Pete Mills, Technical Operations Manager for Bosch Commercial & Industrial, discusses why smart heating controls will be a key player for decarbonisation.

The government’s 2050 target of net-zero carbon emissions may seem like a long way off but planning for it is already underway. Industry standards and wider legislation are already being updated and implemented for a necessary but ambitious target. For example, the ‘London Plan’ is currently undergoing an update with a large section focused on responding to climate change.

As part of this, the Mayor of London recently announced that London now has the largest fleet of electric buses in Europe, which is a strong step in the right direction. However, the decarbonisation of heating and hot water in the capital will be a much harder challenge to tackle.

National policy, like the ban on fossil fuel gas boilers in newbuild homes, is grabbing headlines and is part of an incremental process of decarbonising heat, although it is debatable the impact it will have. In the harder to treat commercial and industrial buildings sector, similar incremental progress is necessary.

This is an area where future technology will play a vital part – with one of the key assets being smart controls. We will cover some of the ways that using controls can help with decarbonisation of heating and hot water in the rest of this article. 

This may seem obvious, but it is more important than ever to ensure that energy efficiency is central to facilities management.

Smart controls will definitely play a part in this. By being able to control and monitor a heating system – in some cases remotely – means that issues or anomalies can be identified early on. Through doing so, any potential problems can be resolved and efficiency levels can remain at a high level. 

It’s not always necessary to have expensive bespoke control systems tailored to the site boiler room. For the vast majority of practical use, a more standardised control solution could provide 80% to 90% of the information and control at a fraction of the cost.

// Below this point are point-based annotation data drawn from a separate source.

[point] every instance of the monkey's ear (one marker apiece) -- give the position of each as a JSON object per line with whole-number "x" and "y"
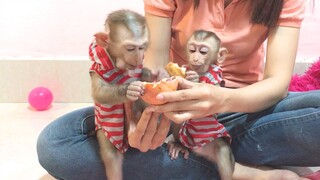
{"x": 102, "y": 39}
{"x": 222, "y": 54}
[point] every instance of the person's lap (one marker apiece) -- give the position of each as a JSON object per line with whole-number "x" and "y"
{"x": 68, "y": 149}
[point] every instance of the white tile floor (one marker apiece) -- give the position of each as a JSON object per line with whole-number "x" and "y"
{"x": 20, "y": 126}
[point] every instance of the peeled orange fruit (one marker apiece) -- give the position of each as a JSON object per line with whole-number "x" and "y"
{"x": 151, "y": 90}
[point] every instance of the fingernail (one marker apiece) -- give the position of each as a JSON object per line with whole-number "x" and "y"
{"x": 149, "y": 109}
{"x": 159, "y": 97}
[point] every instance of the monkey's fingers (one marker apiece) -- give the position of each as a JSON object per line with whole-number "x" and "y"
{"x": 133, "y": 95}
{"x": 161, "y": 133}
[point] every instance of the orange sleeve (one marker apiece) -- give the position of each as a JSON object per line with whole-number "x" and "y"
{"x": 162, "y": 8}
{"x": 292, "y": 13}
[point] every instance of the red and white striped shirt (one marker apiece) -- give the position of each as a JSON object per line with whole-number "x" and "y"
{"x": 196, "y": 133}
{"x": 110, "y": 118}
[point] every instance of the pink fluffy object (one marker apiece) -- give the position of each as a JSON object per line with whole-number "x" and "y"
{"x": 308, "y": 81}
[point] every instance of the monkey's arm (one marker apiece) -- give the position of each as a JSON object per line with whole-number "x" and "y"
{"x": 111, "y": 157}
{"x": 157, "y": 54}
{"x": 103, "y": 93}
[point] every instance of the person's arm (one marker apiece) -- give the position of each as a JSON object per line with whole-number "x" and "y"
{"x": 199, "y": 100}
{"x": 157, "y": 53}
{"x": 280, "y": 60}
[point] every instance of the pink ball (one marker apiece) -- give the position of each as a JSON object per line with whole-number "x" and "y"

Heat can be one of the biggest culprits for wasted energy but, by making sure a heating system is as efficient as possible, and that only the required amount of heat is generated through good control, commercial buildings can make a difference. 

Part of the London Plan relates to making sure that we can measure the carbon impact of buildings throughout their lifetime. It will be essential to ensure that a building’s actual carbon use is known, not just the current day one values from initial specification. 

To do so, more data needs to be available and monitored. A process which most likely will include an annual audit by a yet undetermined third party.

There is the possibility that, as future controls roll out, they will be able to collate more regular and more detailed data, which will help with emission monitoring. The transparency of that data will mean better visualisation of a building’s energy usage and carbon emission levels. 

For example, a property manager will be able to see when the most emissions are being produced and can make strategic steps to reduce this. This is a benefit for the business as well, as better transparency of data could contribute to future energy cost savings.

Increased interconnectivity between different systems and wider access to multiple buildings from a central dashboard will play a part. This better visibility and access to data will only become more widespread with the implementation of the Internet of Things.

A building will produce a certain level of carbon emissions directly and, as mentioned earlier, controls will help monitor this. However, there is a level of carbon produced indirectly through building management, such as via transport. This is referenced in the London Plan as they look to see how more predictability could be brought into effect. 

Although smart controls won’t be able to estimate or monitor the level of emissions that would be produced from a delivery or an engineer site visit, they could help cut down the amount of transport visits to the site. One example would be the remote diagnostic and predictive maintenance capabilities from smart controls. This could help prevent unnecessary calls out from engineers and indirectly reduce carbon emissions from vehicles and other transport. 

To conclude, smart controls are not exactly new, and the industry is not fully there yet. However, as the technology continues to evolve throughout the coming years, controls will become more and more intelligent, transparent, and accessible. This will ultimately lead to them contributing to the overall aim of reducing carbon emissions in buildings, and not just in London.